Doğukan Aşkın


TOPLUMSAL DUYARSIZLIĞIN DERİNLİKLERİ

Toplumların gelişmişlik düzeyi, sadece ekonomik göstergelerle değil, aynı zamanda adalet, empati ve merhamet gibi insani değerlerle de ölçülür.


Toplumların gelişmişlik düzeyi, sadece ekonomik göstergelerle değil, aynı zamanda adalet, empati ve merhamet gibi insani değerlerle de ölçülür. Ne yazık ki, günümüzde bu değerlerin erozyona uğradığına tanık oluyoruz. Bu durum, toplumsal yapının temel taşlarını sarsmakta ve bireyler arasındaki güven bağlarını zayıflatmaktadır.

EMPATİ EKSİKLİĞİ VE TOPLUMSAL UÇURUMLAR

“Tok, açın hâlinden anlamaz” atasözü, varlıklı kesimlerin yoksulların yaşadığı zorlukları kavrayamadığını ifade eder. Bu empati eksikliği, toplumsal uçurumların derinleşmesine neden olur. Varlıklı bireyler, yoksulluğun getirdiği çaresizlik ve umutsuzluğu deneyimlemedikleri için, bu durumun ne denli yıkıcı olabileceğini anlayamazlar. Bu anlayış eksikliği, sosyal politikaların yetersizliğine ve adaletsizliklerin artmasına yol açar.

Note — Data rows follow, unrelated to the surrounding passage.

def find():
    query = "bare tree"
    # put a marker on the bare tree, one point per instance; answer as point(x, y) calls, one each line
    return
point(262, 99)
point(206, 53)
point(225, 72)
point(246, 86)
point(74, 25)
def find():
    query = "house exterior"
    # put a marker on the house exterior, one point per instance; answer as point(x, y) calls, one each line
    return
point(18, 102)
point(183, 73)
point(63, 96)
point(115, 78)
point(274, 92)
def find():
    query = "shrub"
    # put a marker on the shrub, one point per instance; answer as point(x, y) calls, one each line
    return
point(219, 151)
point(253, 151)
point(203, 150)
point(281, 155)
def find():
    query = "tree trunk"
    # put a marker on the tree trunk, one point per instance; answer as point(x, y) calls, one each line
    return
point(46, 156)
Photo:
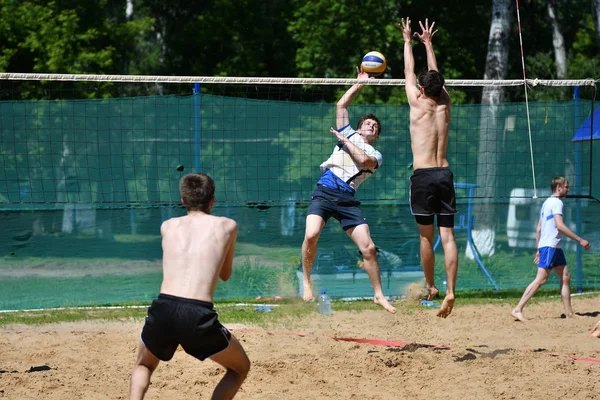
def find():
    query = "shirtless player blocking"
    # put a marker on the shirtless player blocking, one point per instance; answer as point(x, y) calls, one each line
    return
point(432, 182)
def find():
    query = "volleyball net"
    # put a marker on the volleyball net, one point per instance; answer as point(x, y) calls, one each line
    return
point(90, 167)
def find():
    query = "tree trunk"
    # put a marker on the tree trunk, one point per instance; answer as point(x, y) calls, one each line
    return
point(496, 65)
point(560, 55)
point(596, 16)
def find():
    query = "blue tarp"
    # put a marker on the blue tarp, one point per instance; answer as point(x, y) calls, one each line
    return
point(583, 133)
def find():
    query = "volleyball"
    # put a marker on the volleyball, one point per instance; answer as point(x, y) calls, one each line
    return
point(373, 63)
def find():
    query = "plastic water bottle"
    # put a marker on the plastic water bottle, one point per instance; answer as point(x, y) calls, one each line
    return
point(324, 303)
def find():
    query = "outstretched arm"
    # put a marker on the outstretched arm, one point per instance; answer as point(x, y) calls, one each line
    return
point(562, 228)
point(342, 117)
point(425, 38)
point(409, 62)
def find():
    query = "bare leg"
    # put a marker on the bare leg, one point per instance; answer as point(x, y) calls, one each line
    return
point(237, 364)
point(361, 235)
point(565, 289)
point(540, 279)
point(428, 259)
point(146, 363)
point(451, 264)
point(314, 226)
point(596, 331)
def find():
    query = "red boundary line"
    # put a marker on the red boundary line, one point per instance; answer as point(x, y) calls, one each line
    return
point(388, 343)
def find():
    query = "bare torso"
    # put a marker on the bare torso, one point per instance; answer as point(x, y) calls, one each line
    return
point(196, 248)
point(429, 122)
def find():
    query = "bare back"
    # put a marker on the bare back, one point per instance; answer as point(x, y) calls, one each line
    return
point(197, 250)
point(429, 122)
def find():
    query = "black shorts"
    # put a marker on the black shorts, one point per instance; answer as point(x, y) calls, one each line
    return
point(173, 320)
point(431, 193)
point(327, 203)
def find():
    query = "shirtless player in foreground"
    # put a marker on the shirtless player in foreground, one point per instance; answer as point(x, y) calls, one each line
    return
point(198, 249)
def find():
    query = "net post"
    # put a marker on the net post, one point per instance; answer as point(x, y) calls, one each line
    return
point(197, 126)
point(578, 251)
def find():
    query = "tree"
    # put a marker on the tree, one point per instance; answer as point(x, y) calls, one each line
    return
point(596, 16)
point(496, 67)
point(560, 54)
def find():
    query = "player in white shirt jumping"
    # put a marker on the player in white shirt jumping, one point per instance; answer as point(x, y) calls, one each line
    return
point(549, 232)
point(352, 161)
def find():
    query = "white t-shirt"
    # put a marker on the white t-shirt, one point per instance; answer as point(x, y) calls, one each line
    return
point(342, 165)
point(550, 236)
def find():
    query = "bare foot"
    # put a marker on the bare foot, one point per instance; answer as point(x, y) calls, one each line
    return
point(596, 331)
point(518, 315)
point(382, 301)
point(447, 306)
point(307, 295)
point(433, 293)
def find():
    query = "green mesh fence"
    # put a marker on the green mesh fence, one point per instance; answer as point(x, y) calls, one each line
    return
point(85, 184)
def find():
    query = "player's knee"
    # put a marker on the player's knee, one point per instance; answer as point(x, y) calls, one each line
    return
point(311, 238)
point(369, 251)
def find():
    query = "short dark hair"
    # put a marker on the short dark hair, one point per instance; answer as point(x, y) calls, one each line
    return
point(558, 180)
point(197, 190)
point(432, 83)
point(369, 116)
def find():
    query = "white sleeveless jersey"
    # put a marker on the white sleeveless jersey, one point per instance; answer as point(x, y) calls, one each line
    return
point(342, 165)
point(550, 236)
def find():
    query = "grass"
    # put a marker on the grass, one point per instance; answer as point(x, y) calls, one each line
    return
point(286, 314)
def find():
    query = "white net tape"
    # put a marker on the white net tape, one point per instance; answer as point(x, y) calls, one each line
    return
point(280, 81)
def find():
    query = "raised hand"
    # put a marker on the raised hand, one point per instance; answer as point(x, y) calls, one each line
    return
point(361, 74)
point(427, 33)
point(405, 28)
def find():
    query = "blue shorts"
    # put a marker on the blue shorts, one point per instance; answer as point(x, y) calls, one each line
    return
point(551, 257)
point(327, 203)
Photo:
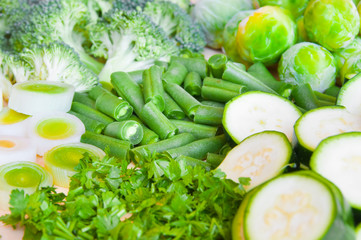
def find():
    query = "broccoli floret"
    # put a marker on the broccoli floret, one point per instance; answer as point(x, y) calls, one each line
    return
point(59, 62)
point(172, 18)
point(129, 41)
point(55, 20)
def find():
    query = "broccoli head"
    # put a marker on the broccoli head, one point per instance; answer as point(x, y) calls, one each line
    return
point(129, 41)
point(59, 62)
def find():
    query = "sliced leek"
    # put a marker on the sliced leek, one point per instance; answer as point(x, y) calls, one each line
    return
point(13, 149)
point(48, 131)
point(27, 176)
point(13, 123)
point(61, 160)
point(41, 97)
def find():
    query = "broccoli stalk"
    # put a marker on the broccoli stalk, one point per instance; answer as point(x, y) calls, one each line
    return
point(129, 41)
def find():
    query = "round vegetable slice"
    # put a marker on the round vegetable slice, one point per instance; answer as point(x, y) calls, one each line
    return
point(41, 97)
point(315, 125)
point(349, 95)
point(61, 160)
point(13, 149)
point(254, 112)
point(299, 205)
point(48, 131)
point(260, 157)
point(13, 123)
point(27, 176)
point(337, 158)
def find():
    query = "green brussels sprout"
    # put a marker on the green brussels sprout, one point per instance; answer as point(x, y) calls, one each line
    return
point(230, 33)
point(342, 54)
point(296, 7)
point(332, 23)
point(213, 15)
point(308, 63)
point(265, 35)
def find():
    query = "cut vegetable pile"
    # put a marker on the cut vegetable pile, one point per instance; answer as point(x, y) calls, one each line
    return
point(114, 101)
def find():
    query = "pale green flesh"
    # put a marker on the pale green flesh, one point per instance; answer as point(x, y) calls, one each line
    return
point(55, 128)
point(68, 157)
point(23, 177)
point(43, 88)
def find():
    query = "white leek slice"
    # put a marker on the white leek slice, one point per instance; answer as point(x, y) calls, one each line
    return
point(260, 157)
point(41, 97)
point(60, 161)
point(13, 123)
point(48, 131)
point(27, 176)
point(13, 149)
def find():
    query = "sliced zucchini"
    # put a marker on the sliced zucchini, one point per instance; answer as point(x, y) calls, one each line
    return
point(338, 158)
point(317, 124)
point(255, 111)
point(299, 205)
point(349, 95)
point(260, 157)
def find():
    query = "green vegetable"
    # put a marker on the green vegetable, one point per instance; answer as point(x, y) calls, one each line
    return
point(115, 147)
point(199, 149)
point(153, 87)
point(113, 106)
point(193, 84)
point(213, 16)
point(308, 63)
point(199, 131)
point(91, 113)
point(140, 153)
point(332, 23)
point(127, 130)
point(171, 109)
point(254, 45)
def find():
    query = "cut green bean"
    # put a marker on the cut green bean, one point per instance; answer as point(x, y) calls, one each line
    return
point(212, 103)
point(148, 135)
point(217, 94)
point(199, 149)
point(137, 76)
point(186, 101)
point(127, 130)
point(90, 124)
point(199, 131)
point(156, 121)
point(214, 159)
point(235, 74)
point(140, 152)
point(84, 99)
point(304, 97)
point(171, 109)
point(217, 64)
point(333, 91)
point(96, 91)
point(193, 84)
point(91, 113)
point(117, 148)
point(153, 86)
point(197, 65)
point(209, 115)
point(194, 162)
point(113, 106)
point(176, 73)
point(128, 90)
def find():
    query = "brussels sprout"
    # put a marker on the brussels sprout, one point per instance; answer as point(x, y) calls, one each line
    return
point(213, 15)
point(342, 54)
point(265, 35)
point(296, 7)
point(308, 63)
point(332, 23)
point(230, 33)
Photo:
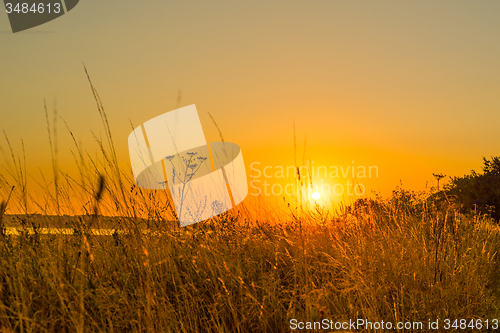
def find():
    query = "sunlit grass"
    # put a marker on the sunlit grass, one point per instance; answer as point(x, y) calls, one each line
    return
point(410, 257)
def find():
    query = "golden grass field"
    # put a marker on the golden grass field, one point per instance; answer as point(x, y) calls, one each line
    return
point(408, 257)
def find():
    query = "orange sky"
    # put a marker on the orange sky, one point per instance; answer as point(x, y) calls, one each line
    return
point(409, 87)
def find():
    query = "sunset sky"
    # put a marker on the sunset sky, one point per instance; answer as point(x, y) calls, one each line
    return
point(409, 87)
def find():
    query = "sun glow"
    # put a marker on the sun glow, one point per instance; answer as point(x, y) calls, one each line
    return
point(316, 195)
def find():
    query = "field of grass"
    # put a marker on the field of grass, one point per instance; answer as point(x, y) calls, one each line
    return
point(410, 257)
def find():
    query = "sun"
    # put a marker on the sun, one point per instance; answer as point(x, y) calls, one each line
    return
point(316, 195)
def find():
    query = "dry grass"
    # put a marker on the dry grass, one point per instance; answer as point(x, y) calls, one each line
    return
point(406, 258)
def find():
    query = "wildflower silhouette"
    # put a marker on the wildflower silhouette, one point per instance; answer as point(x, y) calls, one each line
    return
point(192, 165)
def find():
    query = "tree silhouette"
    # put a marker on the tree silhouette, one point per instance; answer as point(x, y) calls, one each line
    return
point(478, 191)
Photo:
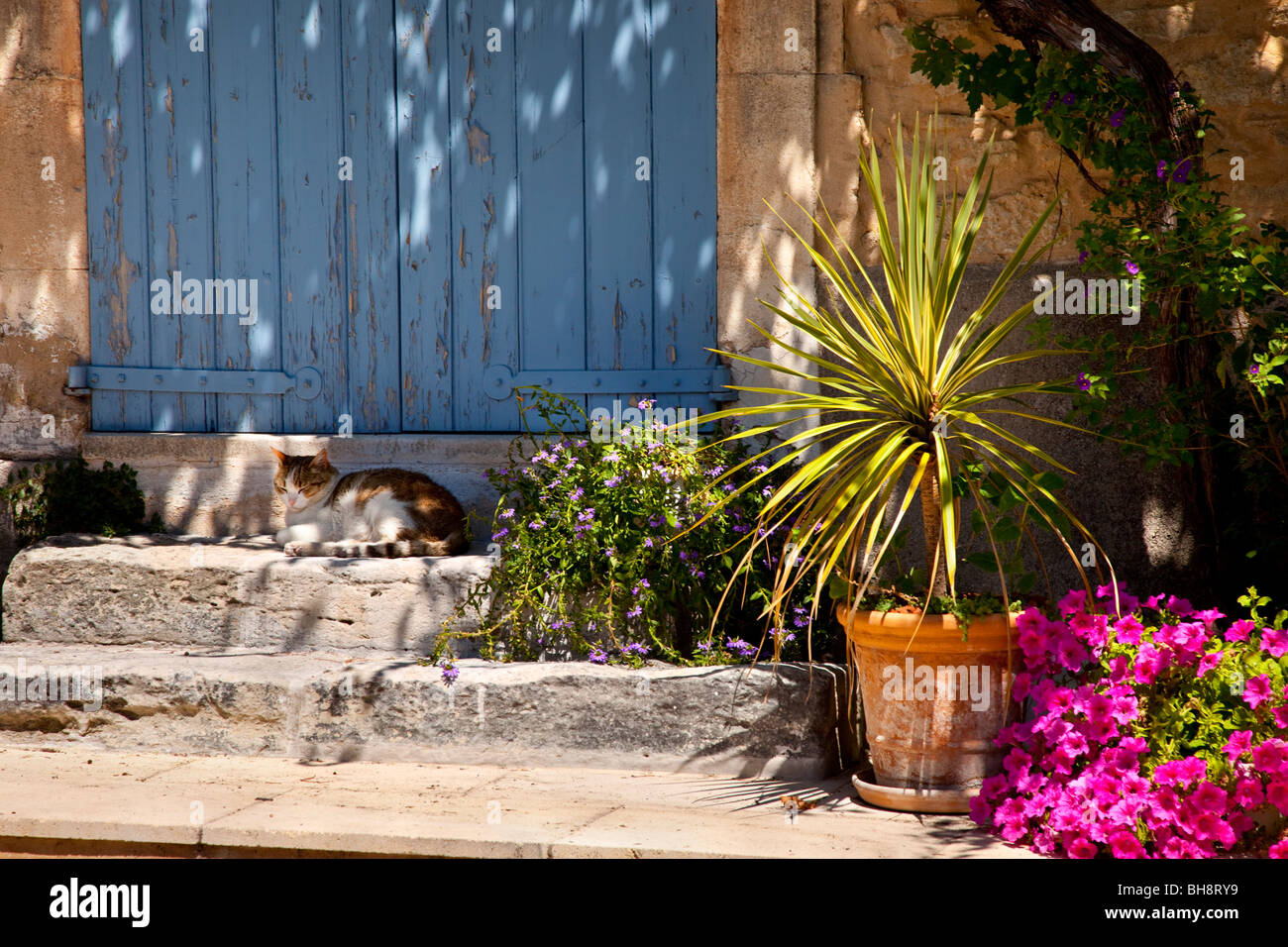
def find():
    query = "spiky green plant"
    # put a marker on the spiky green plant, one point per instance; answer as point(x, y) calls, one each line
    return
point(902, 399)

“Köle olmuş insanın hâlinden özgür anlamaz” ifadesi, özgürlüğün kıymetini bilen bireylerin, köleliğin getirdiği fiziksel ve zihinsel prangaları anlamakta zorlandığını belirtir. Özgür bir birey, köleliğin dayattığı sınırlamaları ve baskıları deneyimlemediği için, köleliğin insan ruhunda yarattığı tahribatı tam olarak kavrayamaz. Bu durum, özgürlük ve esaret arasındaki derin uçurumu gözler önüne serer.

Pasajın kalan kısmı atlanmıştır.